That the newspaper supports the CV Link without knowing anything at all about Who Will Have to Pay and How Much over the long term debt obligations that the project will impose is a luxury cities cannot afford.

Mark Twain advised against getting into disputes with those who buy ink by the barrel. Good advice which I have tried to follow. But when a reporter tells the public in sinister fashion that I told him to destroy a document, which he knew had no relevance to anything, and regardless would have remained in the hands of the CVAG Executive Director and his Legal Counsel, a response is required.

I sent an email to Mr. Kirk indicating that we planned to submit 5 motions (which I identified by title only) to be placed on the CVAG Executive Committees June 1, 2015 agenda. The email went to Executive Director Tom Kirk and CVAGs legal counsel and three members of Rancho Mirage staff. Later I decided not to go forward with one of the motions. The reporter asked for and received a copy of this email from CVAG. When the reporter asked me about this email I told him I had changed my mind on the motion and suggested he could destroy his copy of the document as it was no longer relevant.

Subsequently, I praised the reporter for getting the facts out; however, I was critical of him for fabricating a controversy that had no basis in fact making it appear I made an unethical request to destroy his copy of an email I had to sent five others. (Email me at GDanaHobart@aol.com if you want a copy of that email.)

To speculate at my motives, as the newspaper does (Hobarts actions suggest he sought leverage) is the worst of journalistic practices. If a story cannot stand on its own feet, assign some sinister motivation lurking behind the scenes? Our 4 motions were adequate and we decided against the contemplated 5th motion. In essence I explained that the original intention was reduced by one. How could eliminating the motion gain me or the City leverage? The suggestion is absurd.

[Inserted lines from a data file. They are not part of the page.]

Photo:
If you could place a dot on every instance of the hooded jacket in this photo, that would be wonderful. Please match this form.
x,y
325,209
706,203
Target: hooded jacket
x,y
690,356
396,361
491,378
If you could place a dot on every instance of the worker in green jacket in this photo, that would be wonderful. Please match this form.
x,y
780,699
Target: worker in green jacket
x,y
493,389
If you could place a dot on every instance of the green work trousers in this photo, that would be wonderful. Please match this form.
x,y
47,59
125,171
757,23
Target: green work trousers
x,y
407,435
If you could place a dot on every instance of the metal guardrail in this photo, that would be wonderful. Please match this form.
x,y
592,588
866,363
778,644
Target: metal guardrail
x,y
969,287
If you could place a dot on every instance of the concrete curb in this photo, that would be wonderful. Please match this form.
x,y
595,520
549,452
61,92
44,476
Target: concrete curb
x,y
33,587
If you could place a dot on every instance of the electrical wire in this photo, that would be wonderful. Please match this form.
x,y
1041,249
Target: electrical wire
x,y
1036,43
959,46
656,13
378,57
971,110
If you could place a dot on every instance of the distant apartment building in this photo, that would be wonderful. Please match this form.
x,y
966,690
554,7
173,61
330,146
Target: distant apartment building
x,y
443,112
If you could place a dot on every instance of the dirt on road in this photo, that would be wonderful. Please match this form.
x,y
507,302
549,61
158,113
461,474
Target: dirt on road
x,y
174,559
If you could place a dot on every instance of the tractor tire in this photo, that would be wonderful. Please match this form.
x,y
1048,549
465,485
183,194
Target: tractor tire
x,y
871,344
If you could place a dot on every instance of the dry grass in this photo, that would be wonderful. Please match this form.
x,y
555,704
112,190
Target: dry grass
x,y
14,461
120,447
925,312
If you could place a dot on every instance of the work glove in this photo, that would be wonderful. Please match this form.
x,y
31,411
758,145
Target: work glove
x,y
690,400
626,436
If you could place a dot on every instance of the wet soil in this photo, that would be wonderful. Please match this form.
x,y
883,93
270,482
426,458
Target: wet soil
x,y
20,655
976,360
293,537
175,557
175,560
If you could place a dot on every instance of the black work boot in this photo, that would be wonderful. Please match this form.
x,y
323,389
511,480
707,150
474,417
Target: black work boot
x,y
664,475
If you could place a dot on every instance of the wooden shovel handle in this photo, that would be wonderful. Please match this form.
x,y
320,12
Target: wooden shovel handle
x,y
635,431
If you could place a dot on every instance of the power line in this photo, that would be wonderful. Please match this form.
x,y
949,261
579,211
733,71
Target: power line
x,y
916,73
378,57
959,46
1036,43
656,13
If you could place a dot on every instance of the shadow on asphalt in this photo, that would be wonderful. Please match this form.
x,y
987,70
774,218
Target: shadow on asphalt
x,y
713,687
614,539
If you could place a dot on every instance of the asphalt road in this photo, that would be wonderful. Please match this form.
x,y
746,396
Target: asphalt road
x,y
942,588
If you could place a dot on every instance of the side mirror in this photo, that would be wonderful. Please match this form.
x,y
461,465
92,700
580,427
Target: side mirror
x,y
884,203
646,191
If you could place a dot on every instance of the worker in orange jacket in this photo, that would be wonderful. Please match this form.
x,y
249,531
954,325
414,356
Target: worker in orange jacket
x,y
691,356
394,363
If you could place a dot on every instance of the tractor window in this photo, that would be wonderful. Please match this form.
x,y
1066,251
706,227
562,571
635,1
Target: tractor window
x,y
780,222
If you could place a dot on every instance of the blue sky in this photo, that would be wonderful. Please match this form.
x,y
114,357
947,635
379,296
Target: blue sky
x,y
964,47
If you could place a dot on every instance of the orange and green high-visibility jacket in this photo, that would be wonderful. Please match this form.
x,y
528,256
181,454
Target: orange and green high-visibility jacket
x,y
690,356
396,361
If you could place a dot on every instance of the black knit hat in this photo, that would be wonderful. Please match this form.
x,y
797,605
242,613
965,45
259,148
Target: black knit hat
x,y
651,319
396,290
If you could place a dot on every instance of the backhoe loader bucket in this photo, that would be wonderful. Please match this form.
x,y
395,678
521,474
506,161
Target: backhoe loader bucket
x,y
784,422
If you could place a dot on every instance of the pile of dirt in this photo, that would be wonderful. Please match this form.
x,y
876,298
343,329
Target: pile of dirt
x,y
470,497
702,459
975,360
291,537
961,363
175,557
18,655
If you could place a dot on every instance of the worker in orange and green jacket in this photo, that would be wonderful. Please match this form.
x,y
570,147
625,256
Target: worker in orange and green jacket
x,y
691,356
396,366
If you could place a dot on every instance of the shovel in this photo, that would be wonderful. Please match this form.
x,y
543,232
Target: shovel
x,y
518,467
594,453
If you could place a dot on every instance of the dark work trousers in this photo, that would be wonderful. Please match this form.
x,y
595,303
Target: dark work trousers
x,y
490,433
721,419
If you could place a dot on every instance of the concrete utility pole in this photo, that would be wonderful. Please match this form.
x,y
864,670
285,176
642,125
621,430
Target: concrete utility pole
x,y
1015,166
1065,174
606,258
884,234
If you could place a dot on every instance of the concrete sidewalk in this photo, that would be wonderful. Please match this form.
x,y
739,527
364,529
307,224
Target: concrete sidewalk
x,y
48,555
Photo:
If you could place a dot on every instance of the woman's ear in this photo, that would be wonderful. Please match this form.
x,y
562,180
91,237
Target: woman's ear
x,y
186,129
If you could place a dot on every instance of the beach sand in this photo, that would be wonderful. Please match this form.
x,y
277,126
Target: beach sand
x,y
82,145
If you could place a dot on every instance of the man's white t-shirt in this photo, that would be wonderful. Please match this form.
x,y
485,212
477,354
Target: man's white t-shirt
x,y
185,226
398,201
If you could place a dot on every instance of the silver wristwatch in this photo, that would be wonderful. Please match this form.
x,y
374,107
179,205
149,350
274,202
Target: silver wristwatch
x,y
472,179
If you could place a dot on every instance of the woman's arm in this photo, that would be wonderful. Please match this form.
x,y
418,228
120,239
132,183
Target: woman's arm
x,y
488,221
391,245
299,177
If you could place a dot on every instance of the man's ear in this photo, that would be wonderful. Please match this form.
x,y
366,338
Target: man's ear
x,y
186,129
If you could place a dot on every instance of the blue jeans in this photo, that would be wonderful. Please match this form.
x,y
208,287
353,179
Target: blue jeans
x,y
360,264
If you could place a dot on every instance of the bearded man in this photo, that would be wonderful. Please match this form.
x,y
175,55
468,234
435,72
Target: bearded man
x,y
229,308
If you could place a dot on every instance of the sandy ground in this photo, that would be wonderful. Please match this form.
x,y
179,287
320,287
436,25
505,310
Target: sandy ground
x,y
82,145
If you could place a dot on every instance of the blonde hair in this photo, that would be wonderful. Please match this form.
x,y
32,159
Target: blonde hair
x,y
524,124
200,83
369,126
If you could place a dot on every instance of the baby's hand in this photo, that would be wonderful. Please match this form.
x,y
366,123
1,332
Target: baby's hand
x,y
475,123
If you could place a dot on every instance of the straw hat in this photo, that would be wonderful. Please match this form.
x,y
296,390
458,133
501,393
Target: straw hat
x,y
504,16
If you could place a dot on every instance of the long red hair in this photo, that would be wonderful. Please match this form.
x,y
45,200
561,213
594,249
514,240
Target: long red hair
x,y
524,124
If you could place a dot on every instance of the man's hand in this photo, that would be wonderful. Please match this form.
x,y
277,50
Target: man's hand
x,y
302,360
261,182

Two things have motivated me to fight this battle, First, to protect the residents of Rancho Mirage from becoming locked into a project that carries with it significant long term monetary risks. Second, neither I nor our council will be bullied or maneuvered into approving a CV Link route through Rancho Mirage that changes the nature of our community or our quality of life. The CV Link and apparently the newspaper are angry because we wont approve a route going along Highway 111. Or build a charging station on our Library property! What other city has CV Link going down Highway 111? The idea is preposterous.

A third motivation how arises: To defend myself from the cheap shots of the press trying to make it appear I said to destroy something of importance. And to then speculate about why.
It is an old debate tactic: if you cant beat them on the facts, then make up a motive and shoot the messenger.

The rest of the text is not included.